Blick auf das überdimensionale Modell einer Maske eines römischen Legionärs:  Eine neue wissenschaftliche Methode bestätigt Kalkriese als Ort der Varusschlacht.. Foto: dpa / Gentsch

War Kalkriese der Ort der historischen Varusschlacht? Darüber sind sich Experten seit Jahren uneinig. Metallanalysen an Fundstücken untermauern nun jedoch die Hypothese, dass dieser Ort bei Osnabrück vor mehr als 2000 Jahren Schauplatz der legendären Schlacht unter dem römischen Feldherrn Varus zwischen Römern und Germanen gewesen sein könnte.

Wie das Varusschlacht-Museum am Mittwoch in Bramsche mitteilte, wurde für eine Doktorarbeit, die am Deutschen Bergbaumuseum in Bochum entstand, eine Art metallurgischer Fingerabdruck der 19. römischen Legion abgenommen.

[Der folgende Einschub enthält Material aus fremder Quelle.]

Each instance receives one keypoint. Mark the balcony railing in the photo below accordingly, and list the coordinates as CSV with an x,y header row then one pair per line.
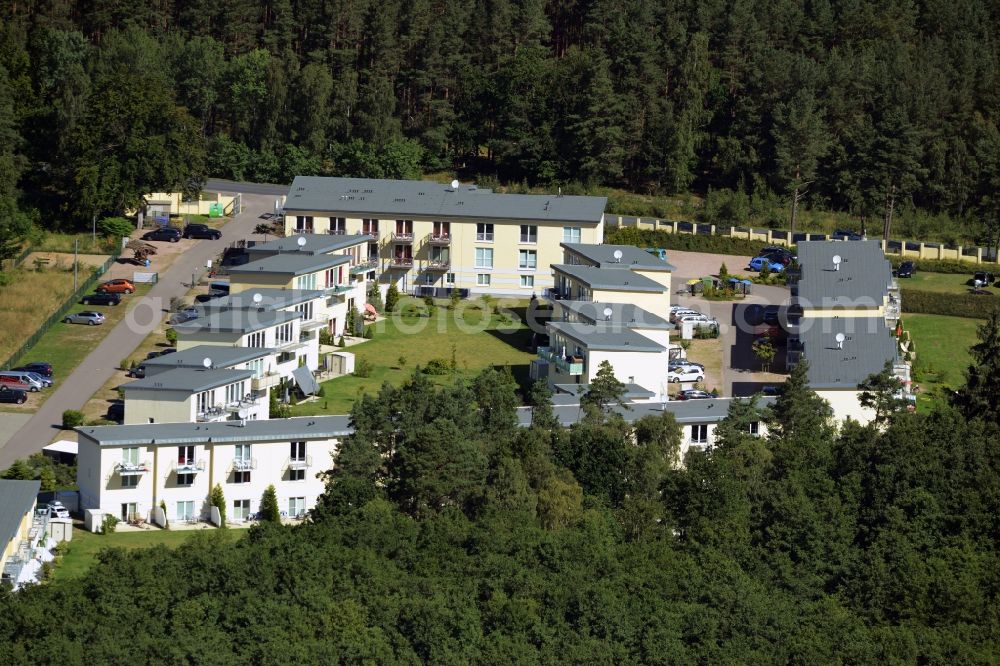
x,y
189,466
244,464
566,366
125,468
299,463
439,239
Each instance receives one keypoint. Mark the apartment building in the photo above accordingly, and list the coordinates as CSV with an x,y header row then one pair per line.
x,y
128,470
429,236
845,303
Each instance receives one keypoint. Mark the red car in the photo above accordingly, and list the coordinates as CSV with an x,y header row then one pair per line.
x,y
121,286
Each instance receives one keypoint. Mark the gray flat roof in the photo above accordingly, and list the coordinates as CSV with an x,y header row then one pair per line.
x,y
863,278
632,256
240,321
868,344
625,314
606,338
291,263
708,410
222,357
407,199
189,380
16,499
271,299
293,429
617,279
315,243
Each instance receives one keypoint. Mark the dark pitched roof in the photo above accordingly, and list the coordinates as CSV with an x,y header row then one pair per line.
x,y
617,279
16,499
425,199
862,279
631,256
868,344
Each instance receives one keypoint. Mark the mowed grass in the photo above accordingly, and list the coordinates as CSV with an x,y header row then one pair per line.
x,y
82,551
942,345
403,342
28,298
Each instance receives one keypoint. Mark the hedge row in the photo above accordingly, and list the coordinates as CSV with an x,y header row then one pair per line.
x,y
688,242
955,305
951,266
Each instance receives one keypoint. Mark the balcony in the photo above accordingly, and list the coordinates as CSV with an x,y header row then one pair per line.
x,y
439,240
189,466
125,468
244,464
365,266
299,463
569,367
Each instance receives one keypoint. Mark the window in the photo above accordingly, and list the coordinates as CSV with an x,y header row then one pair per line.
x,y
241,510
484,257
527,260
283,334
699,434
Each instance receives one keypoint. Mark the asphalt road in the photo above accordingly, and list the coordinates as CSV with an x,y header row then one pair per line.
x,y
95,370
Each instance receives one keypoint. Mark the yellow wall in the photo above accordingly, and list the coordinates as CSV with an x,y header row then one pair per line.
x,y
506,273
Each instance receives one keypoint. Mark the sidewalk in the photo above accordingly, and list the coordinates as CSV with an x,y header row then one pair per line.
x,y
123,339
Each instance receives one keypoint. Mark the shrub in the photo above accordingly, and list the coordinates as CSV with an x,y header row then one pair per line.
x,y
363,368
955,305
72,418
109,524
437,366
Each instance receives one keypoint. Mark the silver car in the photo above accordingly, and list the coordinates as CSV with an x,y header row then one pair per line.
x,y
85,317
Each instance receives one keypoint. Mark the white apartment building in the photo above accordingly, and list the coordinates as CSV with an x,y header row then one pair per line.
x,y
128,470
431,238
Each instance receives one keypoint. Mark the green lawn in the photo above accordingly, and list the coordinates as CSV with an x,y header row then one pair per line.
x,y
950,283
942,345
403,342
81,552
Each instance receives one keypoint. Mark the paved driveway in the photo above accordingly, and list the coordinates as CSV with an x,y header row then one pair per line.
x,y
95,370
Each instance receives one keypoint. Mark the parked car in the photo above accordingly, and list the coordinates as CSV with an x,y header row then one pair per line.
x,y
168,234
757,264
85,317
43,368
686,375
983,278
906,269
201,231
57,510
116,412
16,396
120,286
693,394
32,380
106,298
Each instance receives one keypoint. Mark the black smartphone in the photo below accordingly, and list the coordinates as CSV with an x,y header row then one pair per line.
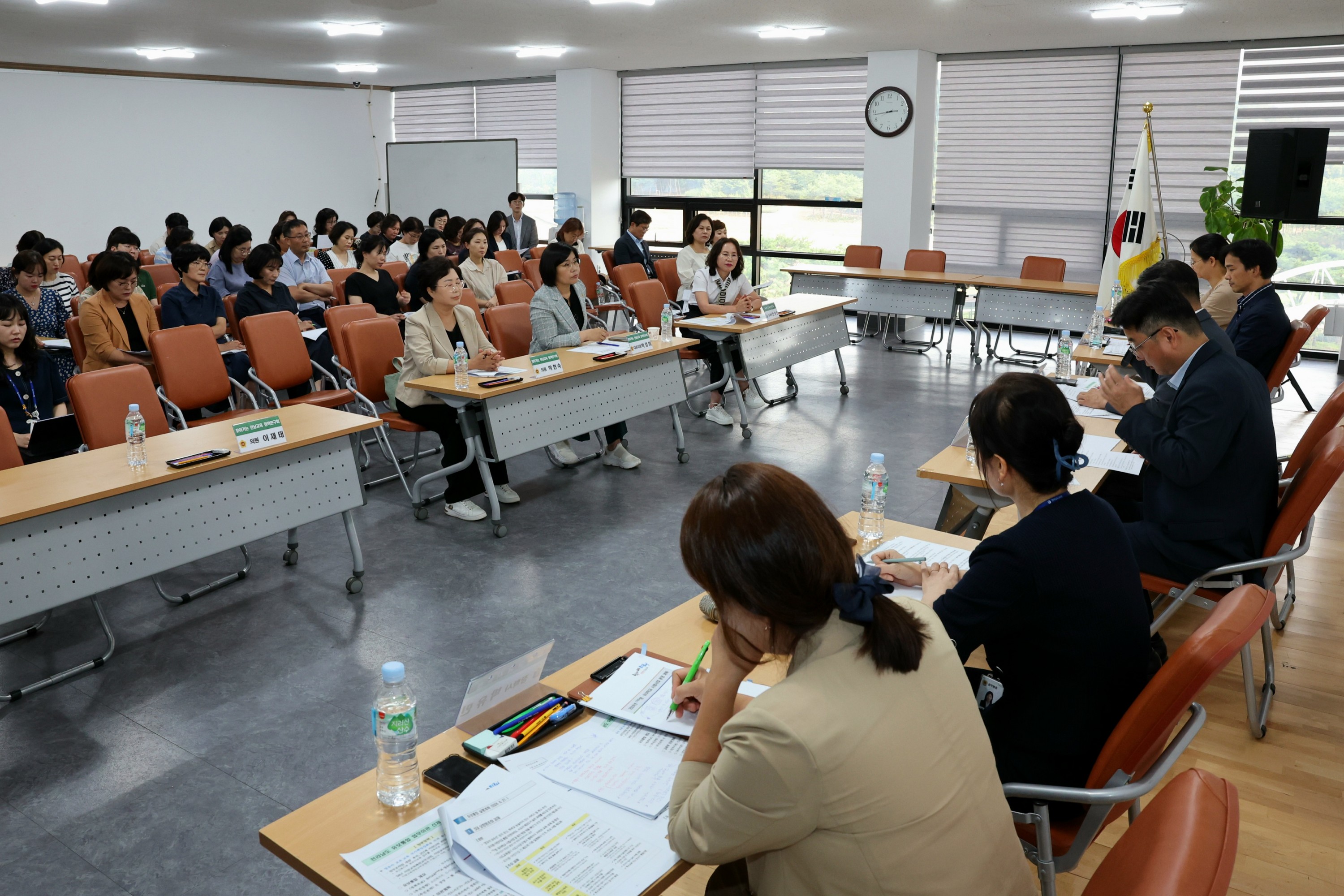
x,y
455,774
608,671
191,460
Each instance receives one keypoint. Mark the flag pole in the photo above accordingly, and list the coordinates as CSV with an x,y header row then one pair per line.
x,y
1158,181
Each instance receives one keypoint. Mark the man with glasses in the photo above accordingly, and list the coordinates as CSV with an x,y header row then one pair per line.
x,y
1210,485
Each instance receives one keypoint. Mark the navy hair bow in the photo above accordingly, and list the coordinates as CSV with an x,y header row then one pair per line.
x,y
855,598
1072,462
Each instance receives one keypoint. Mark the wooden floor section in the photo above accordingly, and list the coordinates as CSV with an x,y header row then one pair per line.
x,y
1292,782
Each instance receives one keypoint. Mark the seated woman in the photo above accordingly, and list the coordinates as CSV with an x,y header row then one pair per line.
x,y
373,285
1055,633
432,246
226,272
693,256
342,253
560,320
480,273
47,314
34,390
717,289
264,295
116,320
866,770
432,334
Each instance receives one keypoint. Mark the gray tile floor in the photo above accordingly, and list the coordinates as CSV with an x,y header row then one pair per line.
x,y
154,774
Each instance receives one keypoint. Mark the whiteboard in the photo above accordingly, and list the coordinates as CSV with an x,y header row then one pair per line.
x,y
468,178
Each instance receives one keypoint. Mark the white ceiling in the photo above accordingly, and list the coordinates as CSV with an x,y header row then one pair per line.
x,y
437,41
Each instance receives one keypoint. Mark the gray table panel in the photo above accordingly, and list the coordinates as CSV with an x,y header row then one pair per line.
x,y
65,555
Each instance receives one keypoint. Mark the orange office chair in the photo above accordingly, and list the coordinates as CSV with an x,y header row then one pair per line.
x,y
511,328
100,401
1185,843
926,260
1043,268
514,292
1137,754
280,361
193,374
76,338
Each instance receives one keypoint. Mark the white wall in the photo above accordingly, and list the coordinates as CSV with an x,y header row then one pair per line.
x,y
588,148
898,171
128,151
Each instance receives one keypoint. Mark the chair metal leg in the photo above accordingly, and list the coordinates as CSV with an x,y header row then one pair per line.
x,y
73,671
206,589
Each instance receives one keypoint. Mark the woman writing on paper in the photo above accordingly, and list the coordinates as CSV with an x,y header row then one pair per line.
x,y
1064,622
432,334
866,770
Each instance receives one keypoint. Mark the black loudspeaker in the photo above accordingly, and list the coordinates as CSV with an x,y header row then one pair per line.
x,y
1284,172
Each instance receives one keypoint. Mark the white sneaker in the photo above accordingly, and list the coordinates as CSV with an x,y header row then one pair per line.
x,y
621,458
465,511
565,453
717,414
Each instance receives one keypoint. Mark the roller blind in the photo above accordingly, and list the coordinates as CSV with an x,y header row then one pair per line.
x,y
1292,88
1194,97
811,117
689,125
1025,150
526,112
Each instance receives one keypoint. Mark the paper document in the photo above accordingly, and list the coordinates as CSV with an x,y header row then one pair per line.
x,y
543,839
414,860
642,691
616,761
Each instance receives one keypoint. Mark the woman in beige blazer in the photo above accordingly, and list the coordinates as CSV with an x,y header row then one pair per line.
x,y
865,771
432,334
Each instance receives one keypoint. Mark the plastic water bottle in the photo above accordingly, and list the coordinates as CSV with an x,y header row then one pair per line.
x,y
460,367
1097,334
873,504
135,439
396,734
1065,357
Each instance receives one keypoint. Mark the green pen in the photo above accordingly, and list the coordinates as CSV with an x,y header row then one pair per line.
x,y
695,667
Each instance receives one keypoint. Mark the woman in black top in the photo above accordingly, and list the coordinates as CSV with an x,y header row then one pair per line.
x,y
33,389
1055,599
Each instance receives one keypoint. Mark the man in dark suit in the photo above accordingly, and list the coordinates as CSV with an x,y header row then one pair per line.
x,y
631,249
1210,485
1260,327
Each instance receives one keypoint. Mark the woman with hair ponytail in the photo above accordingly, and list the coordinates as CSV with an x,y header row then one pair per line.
x,y
866,770
1055,599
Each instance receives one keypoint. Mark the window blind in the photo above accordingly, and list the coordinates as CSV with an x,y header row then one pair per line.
x,y
811,117
523,111
1194,97
1025,150
689,125
1292,88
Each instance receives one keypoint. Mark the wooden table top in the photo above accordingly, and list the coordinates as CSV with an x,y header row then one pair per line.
x,y
576,365
800,304
311,839
78,478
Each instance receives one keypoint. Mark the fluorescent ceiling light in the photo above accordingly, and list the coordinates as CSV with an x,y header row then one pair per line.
x,y
339,29
781,31
1135,11
175,53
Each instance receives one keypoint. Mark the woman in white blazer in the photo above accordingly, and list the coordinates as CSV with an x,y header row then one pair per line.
x,y
432,334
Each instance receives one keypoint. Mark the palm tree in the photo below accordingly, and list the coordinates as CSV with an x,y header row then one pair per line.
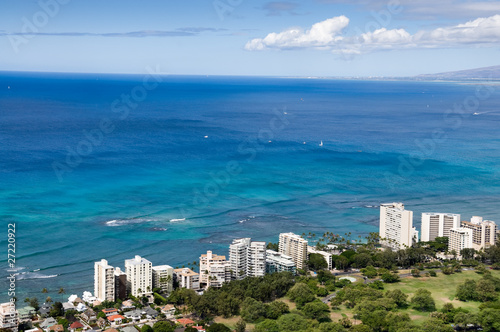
x,y
61,291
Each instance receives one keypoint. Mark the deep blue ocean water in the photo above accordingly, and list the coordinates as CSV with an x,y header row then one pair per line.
x,y
198,161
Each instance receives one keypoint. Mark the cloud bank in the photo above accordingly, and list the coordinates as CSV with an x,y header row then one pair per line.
x,y
328,34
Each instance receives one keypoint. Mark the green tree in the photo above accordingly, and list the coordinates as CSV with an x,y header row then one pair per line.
x,y
485,290
292,322
267,325
301,294
275,309
146,328
252,310
467,290
423,301
317,262
398,296
316,310
241,326
490,319
163,326
436,325
218,327
331,327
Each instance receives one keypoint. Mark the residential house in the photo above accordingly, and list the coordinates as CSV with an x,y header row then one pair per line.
x,y
8,316
75,326
116,319
56,328
25,313
48,323
101,322
185,321
168,310
89,315
110,311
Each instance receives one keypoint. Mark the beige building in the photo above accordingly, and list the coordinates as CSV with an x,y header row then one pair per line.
x,y
187,278
139,276
104,281
483,232
163,278
459,238
294,246
8,316
214,270
327,256
396,226
438,225
247,258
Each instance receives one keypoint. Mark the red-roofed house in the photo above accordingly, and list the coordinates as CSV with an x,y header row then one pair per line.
x,y
110,311
185,321
117,319
76,325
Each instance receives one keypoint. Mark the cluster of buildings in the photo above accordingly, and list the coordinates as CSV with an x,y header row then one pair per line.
x,y
397,231
247,258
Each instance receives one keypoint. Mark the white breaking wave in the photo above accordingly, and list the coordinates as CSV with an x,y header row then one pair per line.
x,y
33,275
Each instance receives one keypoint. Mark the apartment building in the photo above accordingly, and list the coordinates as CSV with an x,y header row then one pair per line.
x,y
139,276
294,246
104,281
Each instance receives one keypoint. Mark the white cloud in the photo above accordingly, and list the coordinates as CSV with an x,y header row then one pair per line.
x,y
320,34
328,35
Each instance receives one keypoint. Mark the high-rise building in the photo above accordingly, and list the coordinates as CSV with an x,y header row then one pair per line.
x,y
163,278
187,278
459,238
214,270
247,258
104,281
327,256
483,232
120,284
8,316
139,276
396,226
438,225
277,262
294,246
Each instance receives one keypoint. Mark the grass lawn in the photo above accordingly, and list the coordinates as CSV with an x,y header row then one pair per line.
x,y
442,287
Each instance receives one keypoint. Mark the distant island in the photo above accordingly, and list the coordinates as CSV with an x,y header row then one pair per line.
x,y
492,72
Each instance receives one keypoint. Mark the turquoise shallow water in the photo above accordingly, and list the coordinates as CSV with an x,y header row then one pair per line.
x,y
201,161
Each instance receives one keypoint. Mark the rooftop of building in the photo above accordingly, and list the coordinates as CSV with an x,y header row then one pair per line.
x,y
137,260
185,271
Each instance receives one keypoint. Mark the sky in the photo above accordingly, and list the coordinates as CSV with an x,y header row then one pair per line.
x,y
347,38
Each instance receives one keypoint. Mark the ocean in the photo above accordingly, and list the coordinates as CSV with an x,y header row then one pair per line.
x,y
111,166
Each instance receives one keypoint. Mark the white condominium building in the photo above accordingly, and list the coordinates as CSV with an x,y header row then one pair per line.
x,y
104,281
277,262
247,258
483,232
8,316
327,256
187,278
460,238
396,226
139,276
163,278
438,225
214,270
294,246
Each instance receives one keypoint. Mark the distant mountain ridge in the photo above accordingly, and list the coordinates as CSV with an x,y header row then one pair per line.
x,y
492,72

Dieser Fingerabdruck beschreibt die charakteristische Zusammensetzung der chemischen Spurenelemente in den römischen Buntmetallen wie Bronze oder Messing. Diese lassen sich mit einem Massenspektrometer analysieren. Das Forschungsprojekt wurde von der Volkswagen-Stiftung gefördert.

Buntmetalle geben Aufschluss auf Legionsherkunft

Da sich die Buntmetalle römischer Legionen in ihrer Zusammensetzung unterscheiden lassen, sei aufgrund der Befunde die 19. Legion, die mit dem Feldherrn Varus unterging, in Kalkriese nachweisbar, hieß es. Für das Forschungsprojekt wurden mehr als zwei Jahre lang rund 550 Proben entnommen und chemisch untersucht. Verglichen wurden Buntmetallfunde von sieben Legionsstandorten. Sie stammen etwa von Gürtelschnallen, Gewandnadeln oder Riemenhaltern.

Die 19. Legion sei Jahre vor der für die Römer vernichtenden Varusschlacht im Bereich des heutigen Dangstetten (Baden-Württemberg) stationiert gewesen. „Beim Abgleich der Funde aus Kalkriese mit den Funden aus den anderen Fundorten stellen wir fest, dass die Funde aus Dangstetten und Kalkriese signifikante Übereinstimmungen zeigen“, sagte Annika Diekmann, wissenschaftliche Mitarbeiterin des Bochumer Bergbaumuseums.

Zum Vergleich untersuchte Funde aus Legionsstandorten, deren Legionen nicht in der Varusschlacht untergegangen sind, wiesen hingegen deutliche Unterschiede zu den Funden aus Kalkriese auf. Auch zum Lagerstandort Haltern fänden sich Übereinstimmungen.

Analyse metallurgischer Spuren: Ein römischer Schnallenrahmen wird auf seine Bestandteile untersucht. Anhand spezifischer Metallmerkmale, die der 19. Legion zugeschrieben werden können, konnte Kalkrise als Schlachtort bestätigt werden. Foto: dpa  GentschAnalyse metallurgischer Spuren: Ein römischer Schnallenrahmen wird auf seine Bestandteile untersucht. Anhand spezifischer Metallmerkmale, die der 19. Legion zugeschrieben werden können, konnte Kalkrise als Schlachtort bestätigt werden. Foto: dpa / Gentsch

Im Jahr neun nach Christus erlitten die Römer unter ihrem Feldherrn Varus eine vernichtende Niederlage. Dabei wurden drei römische Legionen von den Germanen geschlagen. Mehr als 10.000 Menschen fanden damals den Tod. Seit den 1990er Jahren ist aufgrund Tausender archäologischer Spuren der Ort Kalkriese als möglicher Ort der Varusschlacht in den Blick der Wissenschaft geraten. Allerdings gibt es nach wie vor auch wissenschaftliche Argumente gegen Kalkriese als Ort der Varusschlacht. Die archäologischen Spuren könnten auch von einer Schlacht stammen, die sechs Jahre nach der Varusschlacht unter dem Feldherrn Germanicus im Zuge der römischen Rachefeldzüge stattgefunden hat.